Considering switching over to Di2 but prefer the feel of the Dura-ace Shifters over the Ultegra. Is it possible to run DA shifters with the Ultegra front and rear derailleurs?


----------



## MMsRepBike (Apr 1, 2014)

Yes. As long as they're not the 7970 ones, those don't work with anything else. 9070 is all good.

You might change your mind about Di2 though, might want to feel the Ultegra ones first. There's no shifting happening, just button pressing and as far as I know they're the same shape. There's a big difference in mechanical levers to me but that vanishes with me on Di2.


----------



## stunzeed (Jul 27, 2007)

I didn't have a chance to have them side by side so was going off memory. Why would I change my mind about Di2?


----------



## MMsRepBike (Apr 1, 2014)

I just meant the Di2 levers, not the system overall.

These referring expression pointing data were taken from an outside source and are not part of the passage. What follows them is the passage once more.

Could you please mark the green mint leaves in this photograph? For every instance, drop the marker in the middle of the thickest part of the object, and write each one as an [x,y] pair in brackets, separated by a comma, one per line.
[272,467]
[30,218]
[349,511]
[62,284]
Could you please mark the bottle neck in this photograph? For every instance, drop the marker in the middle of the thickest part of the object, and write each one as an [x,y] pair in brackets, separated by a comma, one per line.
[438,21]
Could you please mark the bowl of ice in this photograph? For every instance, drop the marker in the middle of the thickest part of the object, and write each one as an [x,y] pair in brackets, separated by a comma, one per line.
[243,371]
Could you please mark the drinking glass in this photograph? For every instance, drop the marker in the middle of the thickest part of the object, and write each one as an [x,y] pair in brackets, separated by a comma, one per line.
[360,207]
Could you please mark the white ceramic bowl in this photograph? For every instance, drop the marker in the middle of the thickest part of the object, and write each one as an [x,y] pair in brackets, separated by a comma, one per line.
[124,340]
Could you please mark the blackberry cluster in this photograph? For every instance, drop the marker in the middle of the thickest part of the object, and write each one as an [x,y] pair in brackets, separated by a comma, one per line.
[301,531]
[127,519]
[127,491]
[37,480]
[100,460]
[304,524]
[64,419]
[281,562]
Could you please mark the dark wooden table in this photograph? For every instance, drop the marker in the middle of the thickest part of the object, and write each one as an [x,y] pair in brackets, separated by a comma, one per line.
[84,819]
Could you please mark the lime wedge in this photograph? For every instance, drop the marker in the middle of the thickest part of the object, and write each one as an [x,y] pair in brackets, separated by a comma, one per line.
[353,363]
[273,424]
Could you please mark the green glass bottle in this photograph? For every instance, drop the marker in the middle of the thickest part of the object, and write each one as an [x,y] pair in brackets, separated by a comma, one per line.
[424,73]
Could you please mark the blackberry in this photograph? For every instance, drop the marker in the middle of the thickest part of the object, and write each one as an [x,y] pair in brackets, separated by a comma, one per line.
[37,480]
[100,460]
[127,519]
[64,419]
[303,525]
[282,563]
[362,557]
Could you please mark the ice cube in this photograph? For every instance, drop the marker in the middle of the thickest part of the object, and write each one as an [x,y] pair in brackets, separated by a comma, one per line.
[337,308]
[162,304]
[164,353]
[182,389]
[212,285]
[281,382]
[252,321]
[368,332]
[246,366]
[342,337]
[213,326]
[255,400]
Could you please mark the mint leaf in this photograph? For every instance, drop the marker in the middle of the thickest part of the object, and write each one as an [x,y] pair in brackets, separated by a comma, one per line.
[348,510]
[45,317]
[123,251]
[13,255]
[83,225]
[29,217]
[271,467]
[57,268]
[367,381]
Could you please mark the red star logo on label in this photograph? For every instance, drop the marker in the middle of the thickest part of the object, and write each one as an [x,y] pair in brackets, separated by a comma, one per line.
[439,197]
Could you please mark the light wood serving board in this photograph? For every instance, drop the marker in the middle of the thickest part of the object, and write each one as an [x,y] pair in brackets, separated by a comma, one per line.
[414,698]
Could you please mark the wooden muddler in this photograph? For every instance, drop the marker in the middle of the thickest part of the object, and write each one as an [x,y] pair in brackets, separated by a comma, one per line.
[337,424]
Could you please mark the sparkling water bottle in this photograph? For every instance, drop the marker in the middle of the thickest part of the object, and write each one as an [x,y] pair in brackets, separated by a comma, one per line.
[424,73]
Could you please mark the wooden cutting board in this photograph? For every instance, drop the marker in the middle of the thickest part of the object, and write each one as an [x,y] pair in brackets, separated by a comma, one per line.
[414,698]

The system is wonderful. But the Di2 levers are not the same as the mechanical ones and to me the gap between them is much smaller on Di2, that's what I was trying to say.


----------



## Cinelli 82220 (Dec 2, 2010)

Mechanical Dura Ace is nicer than mechanical Ultegra.
Dura Ace and Ultegra Di2 are almost identical.


----------



## Migen21 (Oct 28, 2014)

Cinelli 82220 said:


> Mechanical Dura Ace is nicer than mechanical Ultegra.
> Dura Ace and Ultegra Di2 are almost identical.


I can't disagree with this, with one very minor exception. The Dura-Ace Di2 shifters do have a slightly smaller profile, and might be more comfortable in smaller hands. 

That said, there is absolutely no way you could justify the expense of DA Di2 over Ultegra Di2.


----------



## goodboyr (Apr 19, 2006)

The one benefit is the hidden buttons that control garmins.


----------



## FeltF75rider (Feb 10, 2012)

Garmin remote is like $50 and can be placed on the inside surface of hood, just as easy as the hidden buttons which cost how much more than Ultegra levers with out. The levers are just that brake levers with shift buttons. I would think the Dura Ace premium would have more value in the derailleurs.


----------